Наконец на столе появился молочный поросенок по-римски, сопровождаемый овациями и поздравлениями монсеньору Бини, стоящему в переднике и в поварском колпаке вместе с двумя помощниками на пороге кухни. Поросенок держал в пасти большой лимон и, казалось, ждал только одного касания волшебной палочки, чтобы начать дышать, – такой глупый и очаровательный, в позе сюрприза смерти. Снова, пока приносили бутылки с вином, разговор сошел на нет, голоса затихли, слышно было только позвякивание столовых приборов. Кое-кто уже поглядывал на часы, думая о раннем завтрашнем подъеме. Но ни за что на свете никто не хотел уходить из этого зала, в котором и находиться-то можно всего несколько часов, надо было хоть что-то разузнать. Для чего все еще сидели после съеденного второго блюда? Да, для того, чтобы вернуться к главному: куда идет конклав, кого выберут?
После поросенка с гарниром, третье блюдо – сладкое, что уже переполнило желудки до предела. Таким образом сотрапезники вернулись к обсуждению главной темы: выборы папы. Глаза всех присутствующих остановились на секретарях епископов из Дар-эс-Салама и Луанды. Но рты обоих этих секретарей были наглухо закрыты, правда, иногда в ответ на какую-нибудь остроту или настойчивый вопрос они улыбались или отвечали односложно, без каких-либо разъяснений. Секретарь кардинала из Гонконга, по происхождению занзибарец, но говорящий на суахили, не хотел оставаться безразличным. И, желая спровоцировать своих молчаливых земляков, начал проделывать странную серию жестов, сопровождая их ритмическим повторением одной и той же фразы, – получалось некое монотонное пение; каждый куплет заканчивался резким вскриком и притопыванием. За ним вступили два других африканца, стуча ногами в нужный момент, как и занзибарец Аугустине Марангу, после резкого вскрика. Ритм не прерывался, а нарастал, но не сбивал участников; остальные присутствующие замолчали, наблюдая за этой сценой.
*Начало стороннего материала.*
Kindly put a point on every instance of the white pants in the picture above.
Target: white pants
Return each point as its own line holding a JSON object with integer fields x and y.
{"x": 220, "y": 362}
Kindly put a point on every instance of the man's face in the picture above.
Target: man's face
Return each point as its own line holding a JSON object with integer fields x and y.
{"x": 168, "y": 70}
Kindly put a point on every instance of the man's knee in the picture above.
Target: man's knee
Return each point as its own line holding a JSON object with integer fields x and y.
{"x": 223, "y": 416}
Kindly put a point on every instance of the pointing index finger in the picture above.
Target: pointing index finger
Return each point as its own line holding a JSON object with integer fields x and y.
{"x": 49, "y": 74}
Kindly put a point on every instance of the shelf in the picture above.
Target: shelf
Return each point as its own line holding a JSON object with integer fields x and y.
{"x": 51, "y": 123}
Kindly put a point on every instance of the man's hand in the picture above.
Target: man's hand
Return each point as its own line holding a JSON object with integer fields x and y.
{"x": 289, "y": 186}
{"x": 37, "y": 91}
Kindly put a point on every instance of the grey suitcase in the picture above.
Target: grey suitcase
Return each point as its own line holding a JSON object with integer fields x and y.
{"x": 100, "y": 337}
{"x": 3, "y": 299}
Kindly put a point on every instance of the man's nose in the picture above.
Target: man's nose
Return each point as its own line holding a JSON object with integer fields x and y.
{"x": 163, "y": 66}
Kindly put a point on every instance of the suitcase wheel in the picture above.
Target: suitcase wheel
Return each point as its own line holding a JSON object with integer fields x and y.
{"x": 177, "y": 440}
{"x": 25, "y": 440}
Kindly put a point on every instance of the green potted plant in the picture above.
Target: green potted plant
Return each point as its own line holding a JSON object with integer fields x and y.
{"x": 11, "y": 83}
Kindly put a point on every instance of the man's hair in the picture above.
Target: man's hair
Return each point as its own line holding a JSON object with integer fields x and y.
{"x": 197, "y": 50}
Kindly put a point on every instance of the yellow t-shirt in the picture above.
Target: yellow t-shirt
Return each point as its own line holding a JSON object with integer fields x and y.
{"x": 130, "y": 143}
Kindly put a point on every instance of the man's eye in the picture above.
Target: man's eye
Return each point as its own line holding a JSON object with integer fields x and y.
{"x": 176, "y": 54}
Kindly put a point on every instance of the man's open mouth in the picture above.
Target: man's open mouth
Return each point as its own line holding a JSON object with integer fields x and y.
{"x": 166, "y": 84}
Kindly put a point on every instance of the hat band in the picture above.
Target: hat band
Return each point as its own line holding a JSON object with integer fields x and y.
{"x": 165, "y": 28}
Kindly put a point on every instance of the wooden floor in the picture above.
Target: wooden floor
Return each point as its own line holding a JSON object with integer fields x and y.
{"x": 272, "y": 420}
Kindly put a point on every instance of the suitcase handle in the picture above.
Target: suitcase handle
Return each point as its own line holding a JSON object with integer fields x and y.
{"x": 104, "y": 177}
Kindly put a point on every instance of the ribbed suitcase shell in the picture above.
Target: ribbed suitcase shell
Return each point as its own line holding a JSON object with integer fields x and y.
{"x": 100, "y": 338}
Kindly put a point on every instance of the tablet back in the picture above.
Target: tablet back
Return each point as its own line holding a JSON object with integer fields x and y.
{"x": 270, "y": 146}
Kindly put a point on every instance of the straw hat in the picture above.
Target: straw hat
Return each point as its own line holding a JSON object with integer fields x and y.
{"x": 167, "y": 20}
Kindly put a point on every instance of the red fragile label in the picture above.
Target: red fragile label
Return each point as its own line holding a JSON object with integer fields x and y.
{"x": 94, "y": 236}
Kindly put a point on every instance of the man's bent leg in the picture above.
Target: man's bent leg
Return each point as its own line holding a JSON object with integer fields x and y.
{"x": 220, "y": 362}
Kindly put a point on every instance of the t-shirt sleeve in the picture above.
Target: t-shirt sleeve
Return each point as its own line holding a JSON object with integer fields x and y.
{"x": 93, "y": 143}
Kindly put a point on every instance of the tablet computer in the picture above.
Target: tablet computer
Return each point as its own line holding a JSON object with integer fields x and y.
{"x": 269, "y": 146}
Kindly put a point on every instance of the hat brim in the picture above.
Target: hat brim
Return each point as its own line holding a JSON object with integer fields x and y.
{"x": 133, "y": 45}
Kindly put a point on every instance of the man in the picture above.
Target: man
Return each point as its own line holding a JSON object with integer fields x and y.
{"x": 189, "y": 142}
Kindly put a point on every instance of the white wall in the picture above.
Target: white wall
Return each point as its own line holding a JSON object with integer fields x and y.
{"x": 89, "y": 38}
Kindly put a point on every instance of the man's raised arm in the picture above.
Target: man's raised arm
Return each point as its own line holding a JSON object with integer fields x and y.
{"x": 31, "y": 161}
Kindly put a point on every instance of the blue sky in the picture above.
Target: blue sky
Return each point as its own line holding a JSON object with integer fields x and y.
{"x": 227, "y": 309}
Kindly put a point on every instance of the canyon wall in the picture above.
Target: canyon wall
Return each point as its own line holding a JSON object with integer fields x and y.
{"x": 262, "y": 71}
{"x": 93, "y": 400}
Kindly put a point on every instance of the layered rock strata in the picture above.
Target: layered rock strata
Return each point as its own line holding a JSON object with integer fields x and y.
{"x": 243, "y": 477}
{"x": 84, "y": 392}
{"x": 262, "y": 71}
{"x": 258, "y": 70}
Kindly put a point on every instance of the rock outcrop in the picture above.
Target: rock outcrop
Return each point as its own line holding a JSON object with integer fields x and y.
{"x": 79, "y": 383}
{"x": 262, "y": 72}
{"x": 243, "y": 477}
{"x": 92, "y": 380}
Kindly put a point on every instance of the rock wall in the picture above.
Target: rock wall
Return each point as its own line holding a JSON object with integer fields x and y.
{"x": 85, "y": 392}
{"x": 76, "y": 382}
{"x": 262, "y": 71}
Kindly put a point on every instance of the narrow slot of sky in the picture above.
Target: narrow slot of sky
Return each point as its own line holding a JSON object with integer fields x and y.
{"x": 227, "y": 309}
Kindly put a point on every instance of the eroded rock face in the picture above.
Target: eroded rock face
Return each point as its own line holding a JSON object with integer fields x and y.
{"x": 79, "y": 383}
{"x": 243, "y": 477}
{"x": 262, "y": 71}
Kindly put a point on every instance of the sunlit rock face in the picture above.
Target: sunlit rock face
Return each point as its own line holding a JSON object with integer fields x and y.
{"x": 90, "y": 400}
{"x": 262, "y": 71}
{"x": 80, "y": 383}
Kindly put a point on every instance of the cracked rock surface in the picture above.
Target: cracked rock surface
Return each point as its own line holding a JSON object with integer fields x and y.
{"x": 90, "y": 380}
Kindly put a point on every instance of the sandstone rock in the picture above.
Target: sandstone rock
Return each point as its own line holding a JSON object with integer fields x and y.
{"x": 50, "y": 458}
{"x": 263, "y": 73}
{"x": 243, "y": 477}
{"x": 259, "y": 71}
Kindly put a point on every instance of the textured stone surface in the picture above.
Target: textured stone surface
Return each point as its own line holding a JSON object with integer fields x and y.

Затем случилось то, что потом в конклаве вызвало массу разговоров.
Каждого сидящего за столом охватило бесконтрольное чувство исступления, превышающее по силе их возможности. Начался обряд. Все до одного поднялись из-за стола, неудержимо стуча ногами так же, как и те трое поющих африканцев, которые под руководством занзибарца стенали, вскрикивали и стучали ногами.
Песня стала сопровождать импровизированный танец, распространившийся более чем на половину зала. Никто не остался в стороне, участвовали все: двигались руки, ноги, пальцы, подчиняясь невидимому дирижеру. Непостижимым было то, что все уверенно повторяли слова на суахили, отвечали звуками абсолютно выдуманными, но соответствующими чувствам и слуху трех африканцев, руки которых уже использовали стол в качестве тамбура, выстукивая ритм по его деревянной поверхности.
Наступило и последнее: не включенные еще в общее веселье пришли из кухни с гарниром и десертом, с ними монсеньор Сквардзони и его помощники. Они тоже включились в танец, умело держа блюда, ни одна капля принесенного не упала на пол.
Аугустине Марангу перешел на более сложный ритм, взяв под руки двух послушных и хорошо с ним согласных хористов, и пустился в пляс, который заставлял дрожать поющих от пояса до самого низу, давая свободный выход голосам, все более и более повышающимся. По знаку трех все присутствующие, взявшись за руки, образовали цепь, которая закружила вокруг стола сначала медленно, потом убыстряясь, согласно ускоряющемуся ритму, приведшему уже к первым жертвам.